According to the Connecticut Town Clerks Association, the Secretary of State Denise Merrill’s hand-picked mail vendor cannot fulfill the obligations to process and mail approximately 20,000 absentee ballots to qualified voters including over 400 in Fairfield and Southport.
The Fairfield lawmakers along with their colleagues have called for an immediate investigation of the Secretary of State’s office regarding their absentee ballot process.
“As a supporter of no excuse absentee voting in CT, this gross mismanagement by the Secretary of the State’s office is the worst possible validation of the often cited examples of logistical challenges and potential for error and chaos in denying residents their right to cast a vote because of the Covid-impacted Constitutional change to early voting,” said Senator Hwang. “The possibility of having nearly 20,000 ballots not included in the count for the August 11th primary is an outrage and denial of people’s right to cast a legitimate vote. The responsibility for this debacle sits squarely with SOTS Denise Merrill. I want to especially thank our Town Clerks and Registrars of Voters for working so hard to correct this egregious abuse of the public voting trust.”

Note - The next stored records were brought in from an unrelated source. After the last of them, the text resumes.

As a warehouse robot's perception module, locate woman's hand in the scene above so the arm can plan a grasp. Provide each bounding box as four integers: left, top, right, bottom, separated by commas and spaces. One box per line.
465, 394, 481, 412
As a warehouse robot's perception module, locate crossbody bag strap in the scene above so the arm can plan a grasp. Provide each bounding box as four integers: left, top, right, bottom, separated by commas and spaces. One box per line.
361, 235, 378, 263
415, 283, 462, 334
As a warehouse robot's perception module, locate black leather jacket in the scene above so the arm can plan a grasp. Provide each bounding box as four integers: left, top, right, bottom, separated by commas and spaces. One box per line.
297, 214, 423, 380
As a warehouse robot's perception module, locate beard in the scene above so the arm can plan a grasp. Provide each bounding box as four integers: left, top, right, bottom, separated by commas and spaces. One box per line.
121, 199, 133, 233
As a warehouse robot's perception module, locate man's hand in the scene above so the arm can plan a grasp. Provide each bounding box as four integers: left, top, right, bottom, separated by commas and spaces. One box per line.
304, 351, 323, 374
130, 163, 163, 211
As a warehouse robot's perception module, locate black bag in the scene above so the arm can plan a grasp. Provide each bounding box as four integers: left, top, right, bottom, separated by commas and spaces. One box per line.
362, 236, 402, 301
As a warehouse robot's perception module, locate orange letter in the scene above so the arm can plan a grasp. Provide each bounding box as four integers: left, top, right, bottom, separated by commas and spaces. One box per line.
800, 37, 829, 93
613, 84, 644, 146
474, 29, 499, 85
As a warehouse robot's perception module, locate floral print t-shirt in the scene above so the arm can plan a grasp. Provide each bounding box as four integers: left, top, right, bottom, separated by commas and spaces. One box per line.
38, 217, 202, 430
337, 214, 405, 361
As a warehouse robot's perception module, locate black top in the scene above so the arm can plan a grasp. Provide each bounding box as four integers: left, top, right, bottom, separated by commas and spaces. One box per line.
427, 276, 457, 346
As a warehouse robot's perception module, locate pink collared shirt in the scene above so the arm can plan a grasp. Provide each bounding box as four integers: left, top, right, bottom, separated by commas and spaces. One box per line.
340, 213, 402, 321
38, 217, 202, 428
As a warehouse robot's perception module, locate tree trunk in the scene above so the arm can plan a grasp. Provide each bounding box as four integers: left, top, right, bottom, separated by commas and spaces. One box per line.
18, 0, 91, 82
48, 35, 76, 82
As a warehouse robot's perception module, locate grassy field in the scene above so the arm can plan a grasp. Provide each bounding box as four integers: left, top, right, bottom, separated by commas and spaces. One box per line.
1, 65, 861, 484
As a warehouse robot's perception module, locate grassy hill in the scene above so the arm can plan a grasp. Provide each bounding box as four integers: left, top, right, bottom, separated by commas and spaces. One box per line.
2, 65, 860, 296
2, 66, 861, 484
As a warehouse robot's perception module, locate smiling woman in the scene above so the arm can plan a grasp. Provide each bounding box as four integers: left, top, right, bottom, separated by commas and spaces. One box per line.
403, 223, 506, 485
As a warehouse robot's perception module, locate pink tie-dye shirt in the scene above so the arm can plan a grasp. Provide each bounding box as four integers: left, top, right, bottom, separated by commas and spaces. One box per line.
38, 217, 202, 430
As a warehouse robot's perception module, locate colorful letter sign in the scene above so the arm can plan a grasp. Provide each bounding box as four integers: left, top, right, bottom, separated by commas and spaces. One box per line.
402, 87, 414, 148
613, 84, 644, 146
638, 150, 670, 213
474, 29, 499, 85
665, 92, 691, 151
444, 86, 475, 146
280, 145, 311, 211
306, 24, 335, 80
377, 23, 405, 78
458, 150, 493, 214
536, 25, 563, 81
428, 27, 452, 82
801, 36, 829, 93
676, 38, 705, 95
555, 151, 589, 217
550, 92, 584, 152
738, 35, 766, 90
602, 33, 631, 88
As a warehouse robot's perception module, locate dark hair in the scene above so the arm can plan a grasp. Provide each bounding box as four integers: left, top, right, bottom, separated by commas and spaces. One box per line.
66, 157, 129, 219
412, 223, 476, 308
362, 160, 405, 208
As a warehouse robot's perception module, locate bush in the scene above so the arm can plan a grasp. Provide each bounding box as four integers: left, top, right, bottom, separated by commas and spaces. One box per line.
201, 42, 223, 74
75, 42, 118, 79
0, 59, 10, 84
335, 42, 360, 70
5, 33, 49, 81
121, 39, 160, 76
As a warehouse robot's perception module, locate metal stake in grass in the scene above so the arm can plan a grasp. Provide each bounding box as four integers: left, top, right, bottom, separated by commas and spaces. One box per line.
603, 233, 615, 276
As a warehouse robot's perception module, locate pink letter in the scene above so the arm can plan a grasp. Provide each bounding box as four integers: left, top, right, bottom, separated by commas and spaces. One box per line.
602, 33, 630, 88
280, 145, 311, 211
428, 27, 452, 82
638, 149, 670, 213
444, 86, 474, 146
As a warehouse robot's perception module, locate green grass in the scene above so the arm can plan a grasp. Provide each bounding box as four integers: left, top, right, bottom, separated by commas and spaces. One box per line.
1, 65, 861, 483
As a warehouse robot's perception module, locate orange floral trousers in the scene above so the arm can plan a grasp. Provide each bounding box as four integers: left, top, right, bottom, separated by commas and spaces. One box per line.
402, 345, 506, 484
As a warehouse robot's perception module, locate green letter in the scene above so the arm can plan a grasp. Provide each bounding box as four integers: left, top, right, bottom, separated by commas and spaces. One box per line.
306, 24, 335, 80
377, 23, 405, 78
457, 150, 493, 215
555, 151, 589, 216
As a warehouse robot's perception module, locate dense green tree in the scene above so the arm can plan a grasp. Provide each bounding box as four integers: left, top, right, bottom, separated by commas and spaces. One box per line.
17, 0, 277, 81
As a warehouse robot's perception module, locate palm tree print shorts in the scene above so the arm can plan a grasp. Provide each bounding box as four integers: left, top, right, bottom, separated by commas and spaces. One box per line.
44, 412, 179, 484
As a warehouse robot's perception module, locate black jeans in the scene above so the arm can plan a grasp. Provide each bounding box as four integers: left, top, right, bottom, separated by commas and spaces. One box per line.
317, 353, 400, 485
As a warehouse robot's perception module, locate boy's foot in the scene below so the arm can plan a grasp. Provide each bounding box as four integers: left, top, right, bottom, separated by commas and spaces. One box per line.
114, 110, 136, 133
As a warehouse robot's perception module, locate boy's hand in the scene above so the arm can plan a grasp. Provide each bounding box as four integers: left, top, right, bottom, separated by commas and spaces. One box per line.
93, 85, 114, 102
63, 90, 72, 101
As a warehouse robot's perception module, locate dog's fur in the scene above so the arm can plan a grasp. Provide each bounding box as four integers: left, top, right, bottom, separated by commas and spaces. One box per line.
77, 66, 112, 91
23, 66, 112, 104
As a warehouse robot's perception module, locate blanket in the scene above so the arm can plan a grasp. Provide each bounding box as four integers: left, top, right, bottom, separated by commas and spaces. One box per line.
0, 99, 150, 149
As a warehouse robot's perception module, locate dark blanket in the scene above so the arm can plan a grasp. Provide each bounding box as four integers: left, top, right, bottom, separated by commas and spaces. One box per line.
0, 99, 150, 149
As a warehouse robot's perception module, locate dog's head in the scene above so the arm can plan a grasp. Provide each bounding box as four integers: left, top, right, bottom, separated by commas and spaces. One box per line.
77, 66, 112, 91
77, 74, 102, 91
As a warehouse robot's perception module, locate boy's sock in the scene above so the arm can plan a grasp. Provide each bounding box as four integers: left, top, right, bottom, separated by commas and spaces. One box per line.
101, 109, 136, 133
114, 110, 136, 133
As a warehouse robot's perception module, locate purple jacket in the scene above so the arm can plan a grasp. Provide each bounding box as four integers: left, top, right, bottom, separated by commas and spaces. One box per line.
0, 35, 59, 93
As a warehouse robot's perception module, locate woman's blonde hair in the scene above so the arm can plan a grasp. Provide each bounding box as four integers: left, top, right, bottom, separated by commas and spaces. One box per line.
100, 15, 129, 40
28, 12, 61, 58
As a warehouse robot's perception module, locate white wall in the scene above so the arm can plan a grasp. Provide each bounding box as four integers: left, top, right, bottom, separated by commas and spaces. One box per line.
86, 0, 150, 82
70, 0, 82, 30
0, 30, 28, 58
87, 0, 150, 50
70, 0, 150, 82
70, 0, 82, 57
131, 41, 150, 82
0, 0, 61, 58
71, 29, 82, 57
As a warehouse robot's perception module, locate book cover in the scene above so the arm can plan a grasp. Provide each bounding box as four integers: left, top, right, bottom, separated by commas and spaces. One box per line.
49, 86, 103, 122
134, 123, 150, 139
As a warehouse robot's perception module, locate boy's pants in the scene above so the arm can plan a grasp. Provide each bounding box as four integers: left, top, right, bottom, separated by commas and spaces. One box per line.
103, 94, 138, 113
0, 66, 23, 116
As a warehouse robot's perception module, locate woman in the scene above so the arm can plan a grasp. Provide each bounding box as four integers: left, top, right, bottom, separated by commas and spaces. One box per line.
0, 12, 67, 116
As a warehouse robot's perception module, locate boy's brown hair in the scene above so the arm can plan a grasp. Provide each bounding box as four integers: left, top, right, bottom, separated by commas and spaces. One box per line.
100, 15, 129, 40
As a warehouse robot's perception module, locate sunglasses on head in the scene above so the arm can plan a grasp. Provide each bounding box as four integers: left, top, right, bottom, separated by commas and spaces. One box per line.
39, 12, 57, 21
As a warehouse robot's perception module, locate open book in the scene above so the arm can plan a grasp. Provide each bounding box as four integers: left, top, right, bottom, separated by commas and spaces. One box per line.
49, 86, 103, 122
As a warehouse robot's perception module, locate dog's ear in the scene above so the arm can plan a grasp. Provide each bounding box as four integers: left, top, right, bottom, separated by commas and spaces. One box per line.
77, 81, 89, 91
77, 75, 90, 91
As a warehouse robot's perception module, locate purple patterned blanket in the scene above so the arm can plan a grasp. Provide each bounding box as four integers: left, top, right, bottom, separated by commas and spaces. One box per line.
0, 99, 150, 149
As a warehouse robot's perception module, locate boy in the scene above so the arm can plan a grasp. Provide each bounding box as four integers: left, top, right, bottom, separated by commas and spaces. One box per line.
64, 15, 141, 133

“I am appalled by both the mismanagement of this process and the expectation that our local town clerks will take over so close to the election. It is an incredible task and many will not have the resources to complete it,” said Rep. Devlin. “We intended to increase access to absentee ballots in order to protect every citizens’ right to cast their vote amid the COVID-19 pandemic, and following these missteps I am not confident in the Secretary of State’s office to carry this out again in November.”
“I, along with my legislative colleagues were rightly concerned about an absentee ballot program being managed by state officials instead of our very capable local town clerks. During this time of COVID, many voters this fall plan to vote absentee, in order to stay safe, and we need to reassure these voters that the process to vote is protected and we maintain its integrity,” said Rep. Brian Farnen. “With the potential of thousands voting by absentee in November we need to get it right for the voters of Connecticut.”
All three legislators have previously voiced concerns over Secretary Merrill running a state-wide AB program which is normally run by each town in the state.